Last year I actually did a lot of my running on my lunch breaks too, because it was kind of the best of all worlds - didn't have to wake up early AND I could have a beer at the end of the day with my boss and coworkers.

But this year, it is all SO very different. I can tell in just the first week of this silly plan, and there are several reasons for it. The first reason it's different is that I have ZERO motivation to run on my own. None. Nothing. Billy is the one - it was his idea and he's the driving force. He's doing abs and arms and back and chest and and and and workouts BEFORE we go run. When he asks me to join, I'm like "meh. There are things going on in the interwebs that are very important and I can't miss right now." Another reason it's SO different this year is because I'm doing this as a team. This is good (see above motivating factor) but it means that I can't run on my lunch break. Nope - for the most part we are very much trying to do this together.
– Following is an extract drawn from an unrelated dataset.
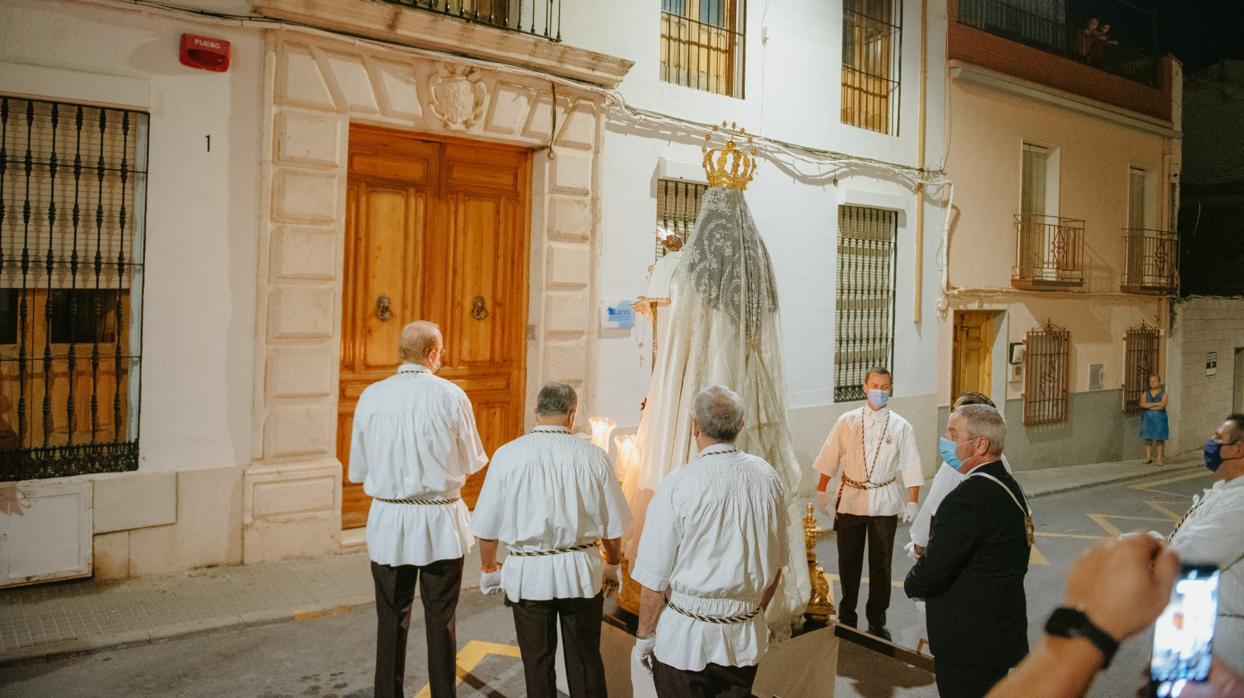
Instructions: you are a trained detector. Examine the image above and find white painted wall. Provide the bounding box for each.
[1167,297,1244,453]
[0,0,264,472]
I love it, I do. It's much better this way BUT also...just...different. Take this Sunday morning, for example, when the alarm went off at 5:30. The night before I had insisted that we run in the morning. I'm a morning runner. It's what I do. It's cooler. And then it's just DONE and you don't have to worry about it for the rest of the day. (At this point, Billy says something like, "Bullshit, Ash. you just like to drink rum drinks on the beach on Sunday afternoons." Well, duh.) I'm getting off track - ANYWAY, Billy has no problem running in the afternoons. In fact, he would prefer to do our long runs on Sunday afternoons because 1) YOU CAN SLEEP IN ON A SUNDAY! (novel idea, eh?) and 2) well, there really is no other reason. So, when I got my way (which I usually do) and the alarm went off at 5:30 on Sunday so we could go run 10 miles, what do you think happened?

I told him to shut the damn thing off and that we would run later. I was tired! I had tossed and turned all night! I just DIDN'T FEEL LIKE IT, ALRIGHT?! He was displeased because he had opted against his second Steinlager Saturday night in preparation for our a.m. jaunt. Displeased though he was, I think he was tired at 5:30 too and just decided to roll with it. And we ran in the afternoon.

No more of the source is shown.